1. The biggest storyline around Patricia is his unique background. He attended Rensselaer Polytechnic Institute, a Troy, New York based private research university that touts itself as the nation’s oldest technological research institute. The athletic teams’ nickname is “Engineers.” After a season as a graduate assistant at his alma mater, Patricia, an aeronautical engineering major, worked out of football as an engineer for Hoffman Air & Filtration Systems and made good money doing so. He got back into coaching permanently when he was hired by Amherst College to coach the defensive line. He made an $8,000 salary, according to the Boston Herald. Patricia also has a master’s degree in education from the University of Massachusetts.
2. Patricia bypassed a full-time coaching gig as the offensive line coach at Saint Lawrence University that would have paid “somewhere north of $30,000” to take an unpaid graduate assistant position with Paul Pasqualoni, according to The Herald. During his three seasons with the Orange, Patricia worked closely with Browns assistant offensive line coach George DeLeone, who was Syracuse’s offensive coordinator. His three years of hard work paid off, as Belichick, then in his fifth season with the Patriots, hired Patricia as a coaching assistant.
3. Patricia won a Super Bowl in his first season (2004) with New England. He was quickly promoted after one season and joined Dante Scarnecchia as an assistant offensive line coach. A center when he was a player, Patricia worked almost exclusively on the offensive side of the ball until 2006, when Belichick moved him to linebackers coach. The Patriots have been a top-10 scoring defense in nine of the 10 seasons Patricia has been on the defensive side of the ball.
4. In Patricia’s first season as defensive coordinator, the Patriots led the NFL with a 25 turnover differential. A consistently high ranking in that category is a major reason why Patricia’s defenses have limited opponents’ point totals despite relatively low rankings for yardage allowed through the air and on the ground. The hallmark has been consistency, as the Patriots rank eighth in points per game and seventh in yards per game since Patricia took over in 2012. The Patriots are second in takeaways during that period.
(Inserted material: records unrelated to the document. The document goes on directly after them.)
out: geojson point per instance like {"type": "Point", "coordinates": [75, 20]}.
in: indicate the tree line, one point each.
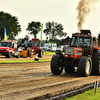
{"type": "Point", "coordinates": [13, 28]}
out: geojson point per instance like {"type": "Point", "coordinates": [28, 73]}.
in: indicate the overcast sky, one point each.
{"type": "Point", "coordinates": [60, 11]}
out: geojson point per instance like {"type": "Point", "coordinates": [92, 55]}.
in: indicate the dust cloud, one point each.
{"type": "Point", "coordinates": [84, 8]}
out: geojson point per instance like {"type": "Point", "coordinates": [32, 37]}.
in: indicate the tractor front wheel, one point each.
{"type": "Point", "coordinates": [85, 66]}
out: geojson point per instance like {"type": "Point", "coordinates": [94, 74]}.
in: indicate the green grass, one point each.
{"type": "Point", "coordinates": [87, 95]}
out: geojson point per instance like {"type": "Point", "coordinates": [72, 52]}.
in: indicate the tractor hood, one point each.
{"type": "Point", "coordinates": [4, 48]}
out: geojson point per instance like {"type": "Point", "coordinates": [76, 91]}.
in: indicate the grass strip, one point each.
{"type": "Point", "coordinates": [88, 95]}
{"type": "Point", "coordinates": [25, 61]}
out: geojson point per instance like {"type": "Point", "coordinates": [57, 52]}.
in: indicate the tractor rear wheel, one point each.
{"type": "Point", "coordinates": [9, 55]}
{"type": "Point", "coordinates": [57, 64]}
{"type": "Point", "coordinates": [85, 66]}
{"type": "Point", "coordinates": [95, 63]}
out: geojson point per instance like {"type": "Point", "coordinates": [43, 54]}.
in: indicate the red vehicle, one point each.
{"type": "Point", "coordinates": [8, 48]}
{"type": "Point", "coordinates": [34, 47]}
{"type": "Point", "coordinates": [82, 54]}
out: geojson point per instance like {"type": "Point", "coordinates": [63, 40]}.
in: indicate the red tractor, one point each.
{"type": "Point", "coordinates": [83, 53]}
{"type": "Point", "coordinates": [8, 48]}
5. Patricia was a center and guard at R.P.I. and was a wrestler in high school. In his rise through the ranks, he hasn’t found much time for sleep, and that’s the way he prefers it. “Four hours is a good night,” Patricia told The Boston Globe at last year’s Super Bowl media day. “I enjoy sleep, there’s just really not a lot of opportunity to get it. It depends, it could be a couple hours, it could be an hour, it could be three. Four hours is nice, but it doesn’t happen all the time.”